My two cents about Meditation: in a perfect world, with 36 hour days — or 40 with my time-management issues — I’d write/record a meditation about each I painting, in addition to my blog. I sort of have a good audio voice when I don’t have my sleepy lisp.]
Visualization is a form of meditation that really helps folks with post-traumatic stress disorder and i have experience with bot. When I first moved back to New England from NC, I worked at a detox in Fall River, as a Milieu Therapist. They hired me because I could help them paint through their traumas; but meditation was something I did daily, so the task of leading them in meditation was a perfect fit, too. The Visualization and Painting hours with them was interesting; and, hopefully, it helped.
Last year, I planned a meditation at the old Alta Luna Gallery (now closed) to visualize ourselves traveling through a painting each month, but it never took off; maybe seen as hippy dippy, not sure. [i must add a recording system to my wish list, along with a video/still camera and art sales to fuel the completion of 365 Madonna Nights of painting.]
Worried about me, my sister said once that I set up unrealistic expectations, and maybe she is right. I like life that way, though. I think it is my way of forcing myself to do more stuff. I am not sure that I like it being so public; but I feel compelled to share everything. (TMI is my specialty).

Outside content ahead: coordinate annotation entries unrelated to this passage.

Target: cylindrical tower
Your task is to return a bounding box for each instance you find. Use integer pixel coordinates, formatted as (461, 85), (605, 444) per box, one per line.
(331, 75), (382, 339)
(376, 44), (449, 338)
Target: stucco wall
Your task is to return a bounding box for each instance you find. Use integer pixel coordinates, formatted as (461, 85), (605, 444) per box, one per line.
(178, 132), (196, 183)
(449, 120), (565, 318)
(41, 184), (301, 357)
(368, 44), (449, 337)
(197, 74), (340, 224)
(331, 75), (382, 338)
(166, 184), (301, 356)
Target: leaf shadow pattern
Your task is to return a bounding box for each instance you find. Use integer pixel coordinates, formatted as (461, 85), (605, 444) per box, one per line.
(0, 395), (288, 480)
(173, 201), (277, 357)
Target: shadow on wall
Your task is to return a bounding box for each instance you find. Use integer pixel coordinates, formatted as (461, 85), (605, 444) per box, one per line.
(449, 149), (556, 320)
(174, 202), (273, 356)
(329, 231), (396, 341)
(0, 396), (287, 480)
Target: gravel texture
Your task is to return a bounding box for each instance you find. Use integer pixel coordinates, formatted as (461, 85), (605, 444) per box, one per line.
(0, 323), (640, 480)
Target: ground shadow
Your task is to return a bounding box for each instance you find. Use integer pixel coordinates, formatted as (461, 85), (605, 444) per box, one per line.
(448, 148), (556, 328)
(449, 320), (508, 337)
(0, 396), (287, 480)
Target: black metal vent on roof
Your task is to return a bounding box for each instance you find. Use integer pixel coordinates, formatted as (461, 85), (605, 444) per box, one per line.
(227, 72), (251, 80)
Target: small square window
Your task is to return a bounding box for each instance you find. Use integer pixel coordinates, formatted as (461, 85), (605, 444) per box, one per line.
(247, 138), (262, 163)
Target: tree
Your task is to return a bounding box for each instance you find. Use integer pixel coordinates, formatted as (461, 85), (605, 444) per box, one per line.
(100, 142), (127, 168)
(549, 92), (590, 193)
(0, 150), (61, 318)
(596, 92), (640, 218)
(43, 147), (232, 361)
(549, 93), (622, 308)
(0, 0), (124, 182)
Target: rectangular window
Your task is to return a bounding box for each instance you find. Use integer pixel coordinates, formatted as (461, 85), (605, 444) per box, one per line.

Adding art to a daily calendar allows me to paint more. Adding prayer/worship/meditation to my calendar, allows me to give my spirit time and energy. Being unemployed — while ridiculously embarrassing and unexpected at this juncture — is something that has me assessing my life (never a bad thing, when coupled with action). If I start to sell these paintings, this CAN be a living, so perhaps that will be the silver lining in this meager financial picture. A big dream? Yes. Will the world embrace it? Maybe; maybe not.
Plans go awry and maybe they should. I had a great day that included quality time with mom and my dog, a doctor visit (hallelujah), dinner with an old friend (a friendship that survives starts and stops; and her new friend/now my friend). And my very last stop, after a text from my guy buds, even allowed me to fit in a fun game of darts and sharing the paintings with youngins — evangelism of sorts at the Wing Wednesday minus the wings (I’d eaten).
Last but not least, a Consecration Prayer to Mary:
Hail, White Lily of the ever peaceful and glorious Trinity! Hail Vermilion Rose, the Delight of Heaven, of whom, the King of Heaven was born, and by whose milk He was nourished! Do thou forever feed our souls by the effusions of your divine influences.
Off to paint and to buy fish for dinner.